Hey yo.....your sentra is tight I have the tsuru tail lights on my 1994 Sentra 4 Door as well. There awesome but my question is where did you get the clear center Lights? (the lights closest to the license plate) Are those the Nis-Knacks clear Taillights? Any help where i can get those would be greatly appreciated. Tight car again!

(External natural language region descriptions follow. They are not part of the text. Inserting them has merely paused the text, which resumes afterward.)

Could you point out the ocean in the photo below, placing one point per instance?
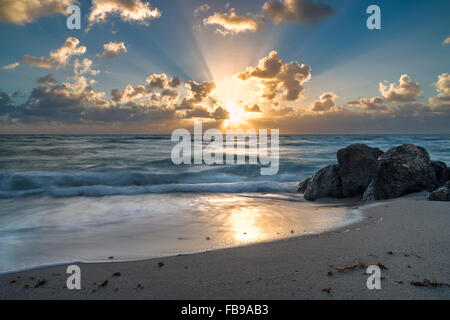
(68, 198)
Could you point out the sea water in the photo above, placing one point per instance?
(85, 198)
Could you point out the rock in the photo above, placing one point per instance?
(303, 185)
(439, 168)
(445, 176)
(358, 165)
(441, 194)
(402, 170)
(325, 183)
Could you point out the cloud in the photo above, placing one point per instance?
(442, 100)
(47, 80)
(58, 58)
(11, 66)
(21, 12)
(221, 114)
(198, 93)
(156, 88)
(326, 102)
(84, 67)
(128, 94)
(231, 23)
(254, 108)
(406, 91)
(198, 112)
(370, 104)
(298, 11)
(278, 77)
(203, 8)
(174, 82)
(112, 49)
(128, 10)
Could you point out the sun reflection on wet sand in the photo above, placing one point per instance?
(145, 226)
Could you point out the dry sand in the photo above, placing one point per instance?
(410, 236)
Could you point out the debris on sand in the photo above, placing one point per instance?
(428, 283)
(360, 265)
(381, 266)
(104, 283)
(40, 283)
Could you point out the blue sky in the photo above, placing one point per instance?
(344, 56)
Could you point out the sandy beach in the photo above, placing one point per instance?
(408, 236)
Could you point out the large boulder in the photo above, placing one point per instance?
(439, 168)
(357, 166)
(403, 169)
(325, 183)
(445, 176)
(441, 194)
(303, 185)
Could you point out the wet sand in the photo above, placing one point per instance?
(409, 236)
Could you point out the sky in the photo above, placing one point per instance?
(300, 66)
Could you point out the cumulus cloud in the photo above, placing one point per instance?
(128, 94)
(128, 10)
(198, 93)
(232, 23)
(59, 57)
(157, 88)
(278, 77)
(443, 88)
(406, 91)
(47, 80)
(21, 12)
(326, 102)
(112, 49)
(370, 104)
(221, 114)
(298, 11)
(11, 66)
(84, 67)
(254, 108)
(203, 8)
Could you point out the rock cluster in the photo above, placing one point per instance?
(376, 175)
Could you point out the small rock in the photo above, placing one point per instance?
(441, 194)
(104, 283)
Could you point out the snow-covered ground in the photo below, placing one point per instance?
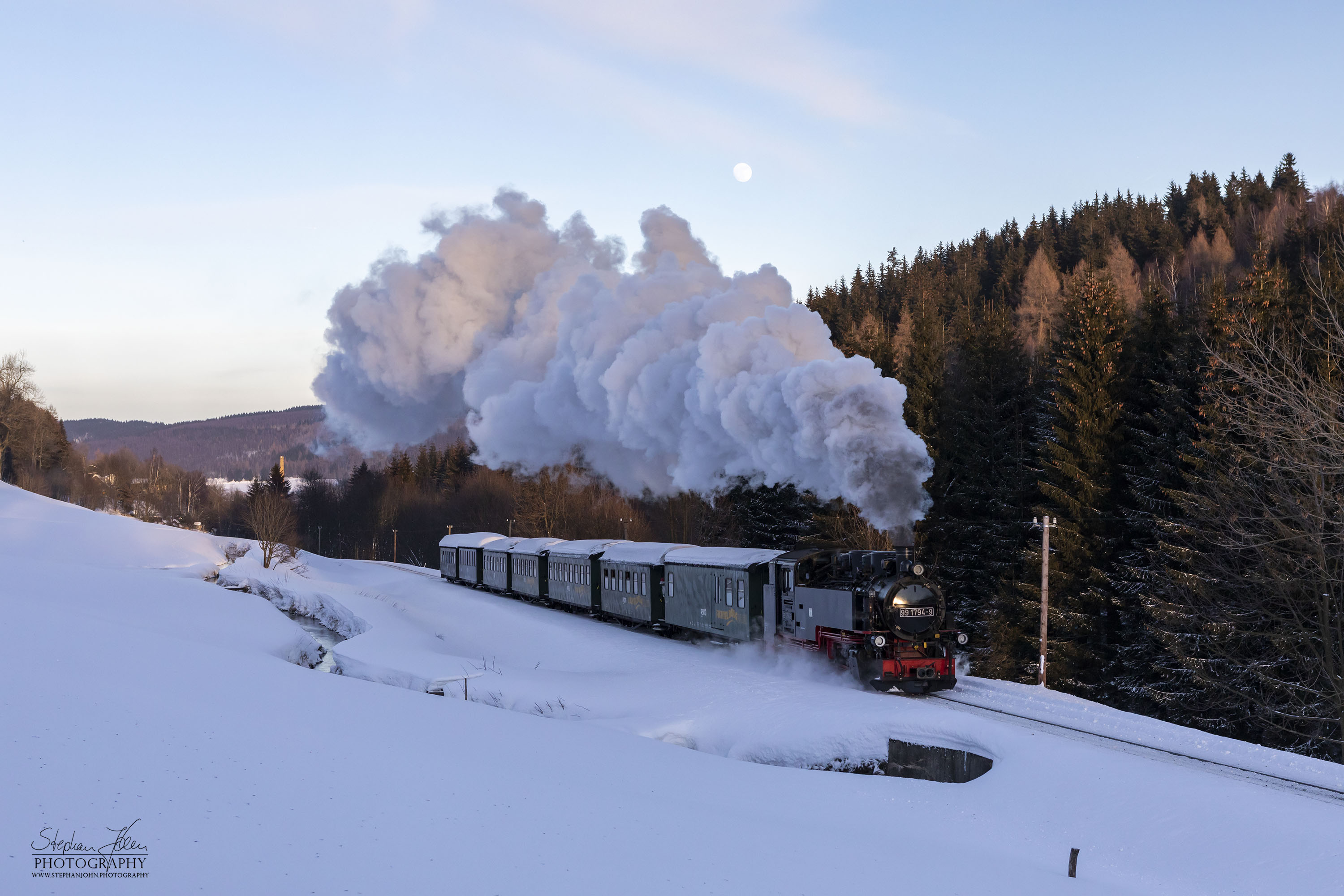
(590, 758)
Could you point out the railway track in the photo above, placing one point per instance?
(1160, 754)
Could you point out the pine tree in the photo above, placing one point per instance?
(1080, 481)
(1159, 422)
(982, 485)
(771, 516)
(276, 482)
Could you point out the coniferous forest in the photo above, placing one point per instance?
(1162, 375)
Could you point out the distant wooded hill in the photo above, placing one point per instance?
(236, 448)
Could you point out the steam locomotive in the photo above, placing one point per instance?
(877, 613)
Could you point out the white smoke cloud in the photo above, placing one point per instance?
(667, 378)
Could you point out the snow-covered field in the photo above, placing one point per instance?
(589, 759)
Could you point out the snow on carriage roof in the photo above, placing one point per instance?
(585, 547)
(724, 556)
(534, 546)
(468, 539)
(650, 552)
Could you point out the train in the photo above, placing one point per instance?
(877, 613)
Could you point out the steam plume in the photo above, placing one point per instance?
(667, 378)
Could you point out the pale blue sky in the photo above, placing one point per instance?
(183, 186)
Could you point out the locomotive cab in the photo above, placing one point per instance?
(874, 612)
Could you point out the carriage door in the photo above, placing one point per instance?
(788, 612)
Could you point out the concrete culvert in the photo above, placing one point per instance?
(935, 763)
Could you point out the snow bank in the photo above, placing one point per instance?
(136, 692)
(288, 591)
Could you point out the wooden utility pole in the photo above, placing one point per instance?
(1045, 593)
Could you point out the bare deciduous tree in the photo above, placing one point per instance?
(18, 394)
(272, 521)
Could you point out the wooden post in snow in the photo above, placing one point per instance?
(1045, 593)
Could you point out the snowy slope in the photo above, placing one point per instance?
(135, 688)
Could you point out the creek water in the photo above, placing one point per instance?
(328, 638)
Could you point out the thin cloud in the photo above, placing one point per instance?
(767, 46)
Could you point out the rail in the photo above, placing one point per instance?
(1261, 777)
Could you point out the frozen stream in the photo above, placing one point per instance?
(326, 637)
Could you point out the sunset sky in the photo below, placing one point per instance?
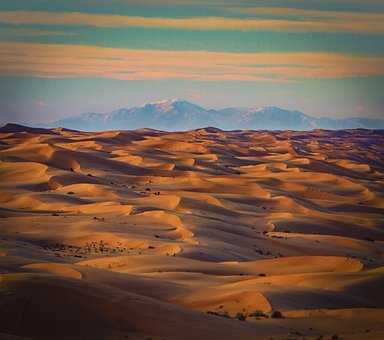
(63, 57)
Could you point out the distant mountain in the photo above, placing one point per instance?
(173, 115)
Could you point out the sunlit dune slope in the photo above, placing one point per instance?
(185, 235)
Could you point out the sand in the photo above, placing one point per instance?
(201, 234)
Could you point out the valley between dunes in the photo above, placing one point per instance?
(182, 235)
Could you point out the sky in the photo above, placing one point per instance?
(60, 58)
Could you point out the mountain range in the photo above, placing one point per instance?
(178, 115)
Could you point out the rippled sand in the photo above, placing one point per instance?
(153, 235)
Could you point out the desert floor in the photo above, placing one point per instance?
(153, 235)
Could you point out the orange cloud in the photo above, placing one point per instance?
(312, 21)
(46, 60)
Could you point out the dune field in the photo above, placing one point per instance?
(202, 234)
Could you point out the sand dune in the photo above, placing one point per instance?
(153, 235)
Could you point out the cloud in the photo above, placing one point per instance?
(311, 21)
(61, 61)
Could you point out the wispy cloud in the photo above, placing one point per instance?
(311, 21)
(46, 60)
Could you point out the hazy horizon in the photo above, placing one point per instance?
(64, 58)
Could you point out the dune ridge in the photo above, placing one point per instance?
(144, 234)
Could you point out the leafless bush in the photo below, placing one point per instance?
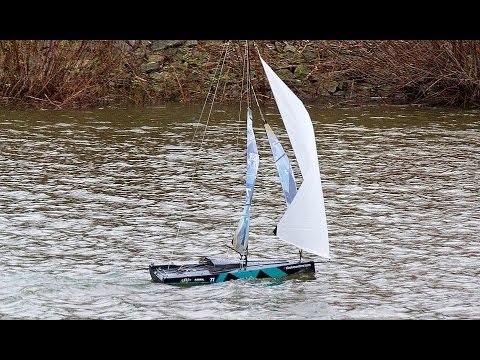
(434, 72)
(60, 73)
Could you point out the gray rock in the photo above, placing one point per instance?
(290, 48)
(165, 44)
(156, 58)
(150, 67)
(331, 86)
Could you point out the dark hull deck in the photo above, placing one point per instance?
(209, 271)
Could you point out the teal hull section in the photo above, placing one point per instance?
(210, 271)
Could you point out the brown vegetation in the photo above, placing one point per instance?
(59, 73)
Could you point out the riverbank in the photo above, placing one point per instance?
(76, 74)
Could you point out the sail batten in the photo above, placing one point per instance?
(304, 222)
(240, 238)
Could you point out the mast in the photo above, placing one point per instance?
(240, 239)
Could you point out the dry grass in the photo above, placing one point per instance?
(59, 73)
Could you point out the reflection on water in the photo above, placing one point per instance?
(89, 198)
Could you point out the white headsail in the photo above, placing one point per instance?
(304, 223)
(240, 239)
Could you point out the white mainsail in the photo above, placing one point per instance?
(285, 172)
(304, 223)
(240, 238)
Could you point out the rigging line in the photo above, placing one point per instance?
(258, 105)
(249, 83)
(214, 95)
(183, 214)
(242, 89)
(225, 47)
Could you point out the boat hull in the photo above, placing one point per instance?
(209, 271)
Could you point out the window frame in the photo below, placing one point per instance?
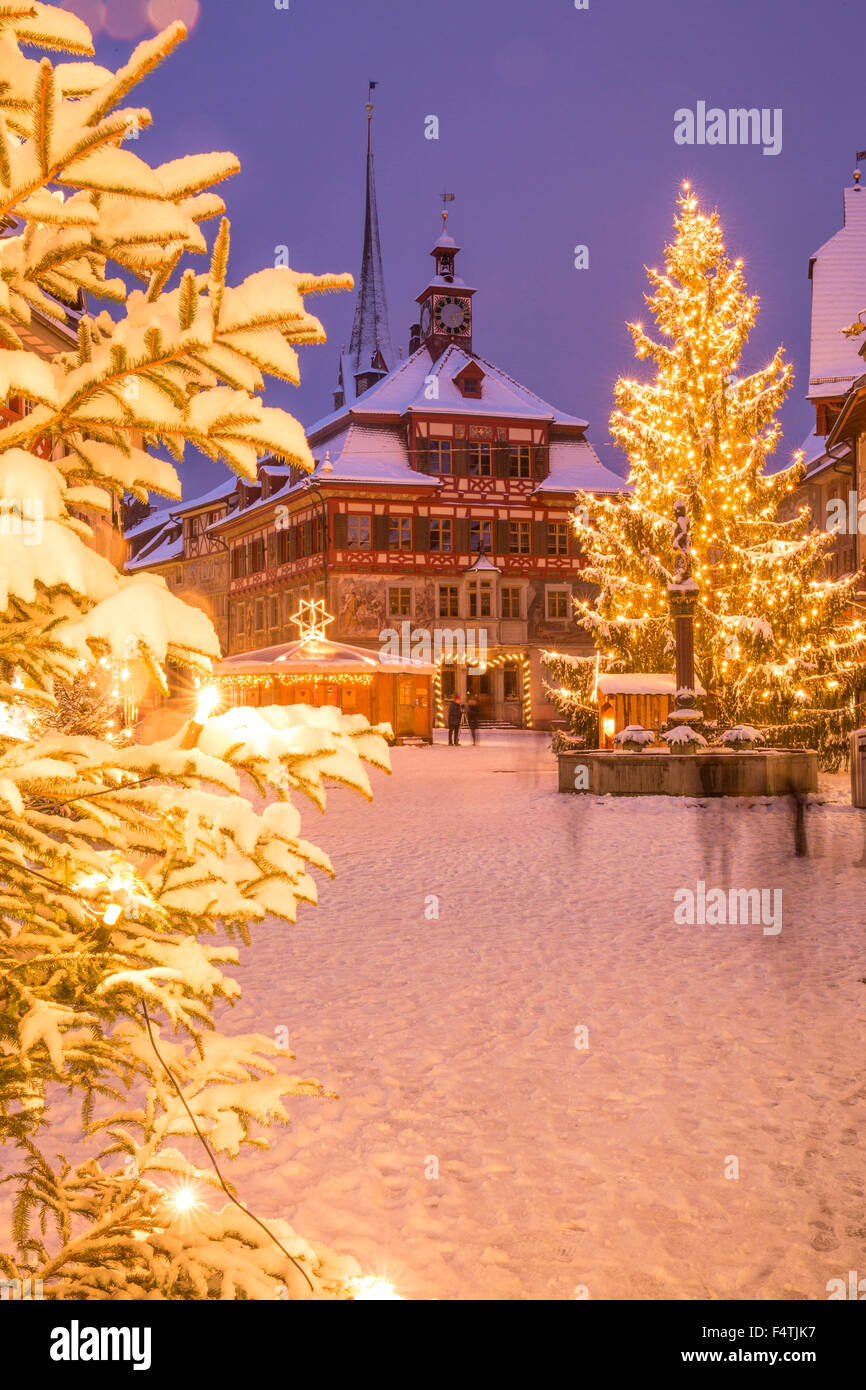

Great job!


----------



## TREYDEE (Jul 10, 2002)

Yes, they are NIS-KNACKS I paid $110 bucks for them cuase
I ordered the trim panal with it,otherwise it would have oly
cost me $65 bucks.My Sentra is one of the most unique down
there in Ft.Lauderdale!!!!

P.S. I don't think they will fit you car cause the 94's taillights
are different,your key hole doesn't match up to the 91-93


Holla


----------



## Sentra GTR-1 (Aug 2, 2002)

*TREYDEE*

yo TREYDEE I think the clear inner tail lights from Nis-Knacks do fit my 1994 Sentra 4 Door....the key holes do match up as there in the exact same spot...(right hand side) I was wondering do they light up red? or hyper white? I guess does it depend on the color bulb I put behind there? Also I tried e-mailing Nis-Knacks to order it but I never got a response back.......do you know if they still have any left over? Any help would be so greatly appreciated! Thanks!


----------



## TREYDEE (Jul 10, 2002)

I ordered mine with paypal,I took me a couple tries before
I got in contact with them,I'll try to find out for ya
Holla


----------



## Sentra GTR-1 (Aug 2, 2002)

*yo*

Yo I tried to e-mailing Nis Knacks again today about purchasing the clear inner tail lights with the trim, but i havent heard anything yet. Im ready to send them a money order but I dont want to send them one and find out that they dont have any more in stock. I think ill try calling them up.


----------